1 Rois 14.31 se termine par ces quelques mots : « Roboam se coucha avec ses pères. Il fut enterré avec ses pères dans la ville de David. Et Abijam son fils règna à sa place ». Abijam va régner trois années à Jérusalem sur le Royaume de Juda, alors que Jéroboam, serviteur de Salomon, règne encore sur le royaume du nord composé de dix tribus d’Israël. En effet, 1 Rois 14.20-21, nous rappelle que Jéroboam a pu régner 22 ans sur le royaume du nord alors que Roboam n’a régné que 17 ans à Jérusalem, sur le royaume du sud. Durant le règne de Roboam, le royaume du sud, composé des tribus de Juda et Benjamin, a constamment décliné. L’idolâtrie de Roboam, la situation de guerre intermittente entre les deux royaumes et la terrible invasion égyptienne par le Pharaon Schischak ont contribué à affaiblir considérablement l’ensemble du royaume du sud. Abijam, le fils de Roboam, a donc suivi son père dans le même état d’esprit. Même s’il n’a jamais porté préjudice au culte de l’Éternel, il a toutefois permis l’adoration des dieux étrangers. « Mais à cause de David, l’Éternel, son Dieu, lui donna une lampe à Jérusalem » (1 Rois 15.4). À cause de Sa promesse, l’Éternel avait donc décidé de ne pas éteindre sa dynastie. Il lui a même accordé une immense victoire contre Jéroboam tout simplement parce qu’Il avait promis à David qu’il règnerait pour toujours.
Tout en maintenant une certaine piété, Abijam se livra à tous les péchés que son père avait commis avant lui. D’ailleurs le texte aurait pu facilement ajouter « que le fils ne fut pas meilleur que le père ». Il est toujours plus facile de s’enfoncer plus profondément dans les travers et les ornières creusées par nos ancêtres que de réagir contre leur manière de vivre. De ce fait, rares ont été les rois de Juda mentionnés dans la Bible qui surent remonter le courant. Le texte est parlant à ce sujet : Son cœur ne fut point tout entier à l’Éternel, son Dieu, comme l’avait été le cœur de David, son père ! » (1 Rois 15.3).

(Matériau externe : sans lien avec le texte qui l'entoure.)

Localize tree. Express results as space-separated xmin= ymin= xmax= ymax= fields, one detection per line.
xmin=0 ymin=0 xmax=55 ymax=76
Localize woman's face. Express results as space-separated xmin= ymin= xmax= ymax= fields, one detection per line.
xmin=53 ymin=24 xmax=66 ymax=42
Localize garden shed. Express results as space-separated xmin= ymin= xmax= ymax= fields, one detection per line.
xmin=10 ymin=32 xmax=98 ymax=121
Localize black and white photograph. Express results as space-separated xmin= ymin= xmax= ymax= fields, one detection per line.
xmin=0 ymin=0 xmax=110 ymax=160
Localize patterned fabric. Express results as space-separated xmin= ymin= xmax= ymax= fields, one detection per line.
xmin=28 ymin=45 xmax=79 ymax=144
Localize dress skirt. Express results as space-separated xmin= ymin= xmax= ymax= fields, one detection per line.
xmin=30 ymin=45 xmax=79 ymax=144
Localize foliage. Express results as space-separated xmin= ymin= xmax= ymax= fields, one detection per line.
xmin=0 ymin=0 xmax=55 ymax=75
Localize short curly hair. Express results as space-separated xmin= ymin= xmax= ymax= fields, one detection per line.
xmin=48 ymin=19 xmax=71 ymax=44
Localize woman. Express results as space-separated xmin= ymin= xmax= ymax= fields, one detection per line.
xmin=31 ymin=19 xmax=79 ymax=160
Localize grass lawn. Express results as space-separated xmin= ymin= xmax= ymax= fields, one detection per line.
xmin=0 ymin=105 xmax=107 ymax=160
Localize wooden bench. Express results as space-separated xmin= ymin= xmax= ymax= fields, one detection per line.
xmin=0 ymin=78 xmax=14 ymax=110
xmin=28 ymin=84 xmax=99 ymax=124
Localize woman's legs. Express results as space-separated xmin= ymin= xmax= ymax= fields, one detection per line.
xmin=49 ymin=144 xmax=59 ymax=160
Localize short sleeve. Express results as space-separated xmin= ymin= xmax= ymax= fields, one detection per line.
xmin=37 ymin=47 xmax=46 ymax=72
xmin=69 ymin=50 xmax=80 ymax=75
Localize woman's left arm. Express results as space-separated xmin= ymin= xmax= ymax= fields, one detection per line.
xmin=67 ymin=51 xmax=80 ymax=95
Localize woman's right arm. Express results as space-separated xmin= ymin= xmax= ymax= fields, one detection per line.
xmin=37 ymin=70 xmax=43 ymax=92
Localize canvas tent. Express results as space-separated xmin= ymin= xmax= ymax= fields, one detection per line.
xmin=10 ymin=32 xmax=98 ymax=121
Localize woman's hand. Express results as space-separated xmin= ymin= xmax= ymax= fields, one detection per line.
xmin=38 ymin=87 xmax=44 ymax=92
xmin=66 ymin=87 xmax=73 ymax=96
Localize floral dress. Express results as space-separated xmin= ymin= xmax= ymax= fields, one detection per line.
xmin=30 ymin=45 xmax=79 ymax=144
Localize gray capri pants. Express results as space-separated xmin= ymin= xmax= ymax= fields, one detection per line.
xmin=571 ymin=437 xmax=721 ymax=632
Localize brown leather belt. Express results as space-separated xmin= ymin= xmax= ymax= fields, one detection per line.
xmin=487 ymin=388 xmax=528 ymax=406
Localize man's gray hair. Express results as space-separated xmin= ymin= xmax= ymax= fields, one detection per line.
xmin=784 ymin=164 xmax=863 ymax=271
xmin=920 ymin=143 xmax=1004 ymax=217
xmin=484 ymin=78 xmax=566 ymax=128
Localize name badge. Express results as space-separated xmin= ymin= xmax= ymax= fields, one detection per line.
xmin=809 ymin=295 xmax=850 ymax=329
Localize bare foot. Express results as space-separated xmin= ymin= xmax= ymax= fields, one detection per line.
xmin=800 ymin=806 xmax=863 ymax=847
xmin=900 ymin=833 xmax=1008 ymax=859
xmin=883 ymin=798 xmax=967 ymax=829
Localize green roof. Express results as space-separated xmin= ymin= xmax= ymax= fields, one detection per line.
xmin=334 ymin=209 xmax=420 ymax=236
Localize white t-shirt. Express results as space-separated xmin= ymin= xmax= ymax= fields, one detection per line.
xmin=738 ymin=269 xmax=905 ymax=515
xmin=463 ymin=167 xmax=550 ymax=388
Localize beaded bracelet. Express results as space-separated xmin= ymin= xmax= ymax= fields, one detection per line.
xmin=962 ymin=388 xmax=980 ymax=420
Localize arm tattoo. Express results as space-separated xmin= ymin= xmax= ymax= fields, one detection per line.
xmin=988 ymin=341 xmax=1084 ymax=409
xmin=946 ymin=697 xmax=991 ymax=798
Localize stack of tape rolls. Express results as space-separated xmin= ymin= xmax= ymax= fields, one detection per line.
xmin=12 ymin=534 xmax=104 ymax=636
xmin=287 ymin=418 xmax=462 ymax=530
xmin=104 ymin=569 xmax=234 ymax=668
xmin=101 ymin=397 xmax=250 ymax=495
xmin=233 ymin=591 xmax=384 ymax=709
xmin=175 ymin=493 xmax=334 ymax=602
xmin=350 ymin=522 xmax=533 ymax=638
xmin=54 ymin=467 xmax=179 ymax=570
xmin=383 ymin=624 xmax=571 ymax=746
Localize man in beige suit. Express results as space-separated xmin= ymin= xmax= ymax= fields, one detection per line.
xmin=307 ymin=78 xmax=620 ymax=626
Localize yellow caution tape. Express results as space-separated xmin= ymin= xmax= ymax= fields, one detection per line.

David, qui a été l’arrière-grand-père d’Abijam, a aussi connu des moments de faiblesse et de découragement. Il a connu bien des écarts dans sa vie, même des fautes irréparables. N’oublions pas que c’est David qui a commis l’adultère avec Bath-Schéba et qu’il n’a pas reculé devant ce péché en y ajoutant l’assassinat du mari de Bath-Schéba pour parvenir à ses fins. Cependant, le chapitre 15 du premier livre des Rois ne mentionne pas les graves écarts dans la vie immorale du roi David. Le texte insiste sur la droiture de son cœur, car, après avoir péché, David s’est humilié, il s’est repenti et a obtenu le pardon divin. Il a pu retrouver la communion avec son Dieu qui, lorsque le péché est effacé, ne s’en souvient plus parce que, pour lui, toutes choses deviennent nouvelles. Si ce passage de 1 Rois 15 nous rappelle le souvenir de David, le lointain Aïeul d’Abijam, c’est peut-être pour montrer la valeur d’un cœur entier devant Dieu. David, comme Abijam, étaient tous deux pécheurs et coupables. Cependant, David n’a pas supporté de rester en disgrâce aux yeux de l’Éternel. Il n’a pas trouvé de répit jusqu’à avoir obtenu l’assurance du pardon de Dieu. Abijam n’avait pas commis de péché aussi grave que celui commis par son célèbre aïeul mais il a toujours été balloté entre piété et péché sans éprouver aucun besoin de régler sa situation devant Dieu. À l’image de Salomon, Abijam avait un cœur partagé qui refusait de se donner entièrement à Dieu pour mieux louvoyer dans les compromis et l’iniquité.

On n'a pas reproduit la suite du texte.